Our observations show a constant duration of inflation, independent of the amplitude of the EXs, which suggests an absence of temporal change in magma properties during the eruptive activity. In the case that diffusive gas bubble growth in magma is the dominant process for the inflation, the constant duration implies that the concentration and diffusivity of volatiles in the melt and the number density of gas bubbles do not change during the observation as much as suggested by gas bubble growth models (e.g., Prousevitch et al. 1993; Lyakhovsky et al. 1996; Shimomura et al. 2006; Chouet et al. 2006). To achieve gas flow in fractured magma, a constant supply of gas from a greater depth is necessary, although the relationship between gas flow in fractured magma and ground deformation is not yet well investigated.

Our observations indicate that the amplitude of tilt change during inflations and seismic amplitudes of EXs are well correlated. This implies that the overpressure and/or size of the source (i.e., volume of the magma or cross-sectional area of the vent) change with the scale of Vulcanian eruptions.

We note that Vulcanian eruptions in 2005 and 2006 at Semeru volcano showed different inflation characteristics, although accelerated changes were also observed (see Fig. 7 in Nishi et al. 2007 and Fig. 5 in Iguchi et al. 2008). The tilt amplitudes in 2005 and 2006 are much larger (>0.1 μrad) than the tilt amplitude (0.01 μrad) in 2007. Sawtooth-shaped tilt records were observed in the data from 2005 and 2006, indicating that volcano inflation started just after the end of the previous eruption. These differences are probably related to the differences in magma properties and magma supply from deeper regions.

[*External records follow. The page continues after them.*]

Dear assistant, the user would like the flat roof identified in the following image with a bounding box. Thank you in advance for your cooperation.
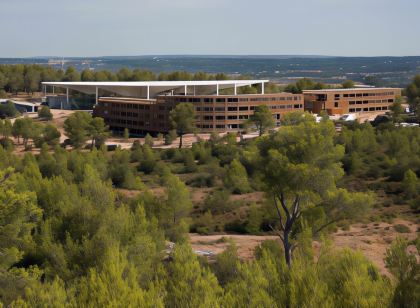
[302,87,400,93]
[42,80,269,99]
[0,99,40,107]
[42,80,268,87]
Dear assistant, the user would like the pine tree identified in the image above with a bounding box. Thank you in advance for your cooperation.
[166,243,222,307]
[224,159,251,194]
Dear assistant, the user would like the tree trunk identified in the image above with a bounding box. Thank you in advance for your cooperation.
[283,229,292,268]
[179,134,183,148]
[272,194,300,269]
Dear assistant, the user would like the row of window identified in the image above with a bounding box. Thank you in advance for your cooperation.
[195,104,302,112]
[197,124,244,129]
[348,99,393,105]
[338,92,395,98]
[102,102,153,110]
[349,106,388,112]
[201,115,250,121]
[175,96,301,103]
[107,118,166,128]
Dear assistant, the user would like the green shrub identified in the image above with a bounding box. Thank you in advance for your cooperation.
[38,106,53,120]
[186,173,215,188]
[394,224,410,233]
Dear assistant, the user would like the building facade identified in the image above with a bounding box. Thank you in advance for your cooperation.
[303,88,401,115]
[93,93,304,134]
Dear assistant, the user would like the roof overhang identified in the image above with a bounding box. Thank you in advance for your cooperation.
[42,80,269,98]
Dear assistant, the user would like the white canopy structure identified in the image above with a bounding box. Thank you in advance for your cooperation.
[42,80,269,104]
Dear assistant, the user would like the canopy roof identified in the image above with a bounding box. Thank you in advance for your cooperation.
[42,80,268,99]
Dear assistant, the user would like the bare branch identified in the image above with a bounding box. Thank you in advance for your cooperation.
[0,172,12,185]
[268,224,284,243]
[272,195,285,231]
[314,218,341,236]
[279,192,291,219]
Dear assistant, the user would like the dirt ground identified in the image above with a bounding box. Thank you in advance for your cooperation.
[189,216,419,274]
[189,234,279,260]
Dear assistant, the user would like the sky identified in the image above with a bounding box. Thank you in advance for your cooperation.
[0,0,419,57]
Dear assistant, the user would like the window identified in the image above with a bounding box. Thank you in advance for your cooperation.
[239,106,248,111]
[215,116,225,120]
[216,98,225,103]
[204,98,213,103]
[228,98,238,102]
[227,107,238,111]
[228,115,237,120]
[334,102,339,108]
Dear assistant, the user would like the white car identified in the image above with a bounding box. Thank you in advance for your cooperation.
[399,122,419,127]
[340,114,357,121]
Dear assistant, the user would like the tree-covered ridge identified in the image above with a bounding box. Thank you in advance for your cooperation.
[0,114,419,306]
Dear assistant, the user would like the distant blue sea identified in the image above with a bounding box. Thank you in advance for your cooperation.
[1,55,419,87]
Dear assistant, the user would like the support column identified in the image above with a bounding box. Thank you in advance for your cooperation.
[52,86,55,94]
[66,88,69,104]
[216,84,219,96]
[184,85,187,95]
[146,86,150,100]
[234,84,237,95]
[193,85,196,95]
[261,82,265,95]
[95,87,98,105]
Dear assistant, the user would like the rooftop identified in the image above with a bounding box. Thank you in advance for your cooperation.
[42,80,269,99]
[302,87,401,93]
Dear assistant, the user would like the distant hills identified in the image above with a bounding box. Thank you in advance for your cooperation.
[1,55,419,87]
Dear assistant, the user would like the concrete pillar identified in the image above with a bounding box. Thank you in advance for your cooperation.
[184,85,187,95]
[66,88,69,104]
[234,83,237,95]
[216,84,219,96]
[95,87,98,105]
[146,86,150,99]
[261,82,265,95]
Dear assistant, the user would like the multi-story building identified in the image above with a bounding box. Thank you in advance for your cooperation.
[93,93,303,134]
[42,80,303,134]
[303,88,401,115]
[41,81,401,135]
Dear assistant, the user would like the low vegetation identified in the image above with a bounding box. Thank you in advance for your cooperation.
[0,108,419,306]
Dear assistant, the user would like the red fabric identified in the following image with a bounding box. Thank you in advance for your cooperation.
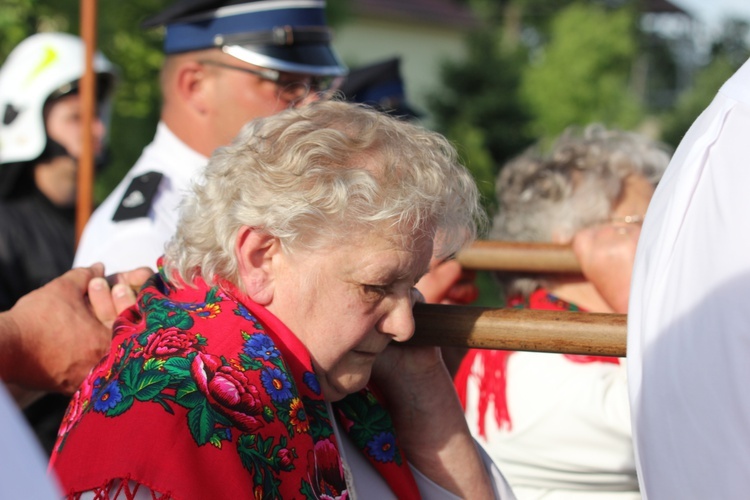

For gas bursts at Semeru Volcano, it may be reasonable to assume a constant supply of gas from a deeper region to shallow depths in order to generate multiple explosions. However, a mechanism that can explain the observed constant rate of inflation and magnitude-dependent inflation as well as the timescale of 20 s is unknown. These factors should be considered in the development of a physical model of magmatic eruptions and gas bursts.

Summary

We examined the characteristic behaviors of inflations prior to Vulcanian eruptions and gas bursts at Semeru Volcano based on analyses of tilt data and seismic records. The two styles of volcanic eruptions are preceded by inflations characterized by distinct temporal properties. Inflation starts about 20 s before each gas burst and proceeds at a constant rate, whereas Vulcanian eruption follows an accelerating inflation that starts 200–300 s before the explosion. The seismic amplitudes of the earthquakes associated with these eruptions increase with inflation, suggesting that we may be able to predict the magnitude of eruptions based on geodetic measurements.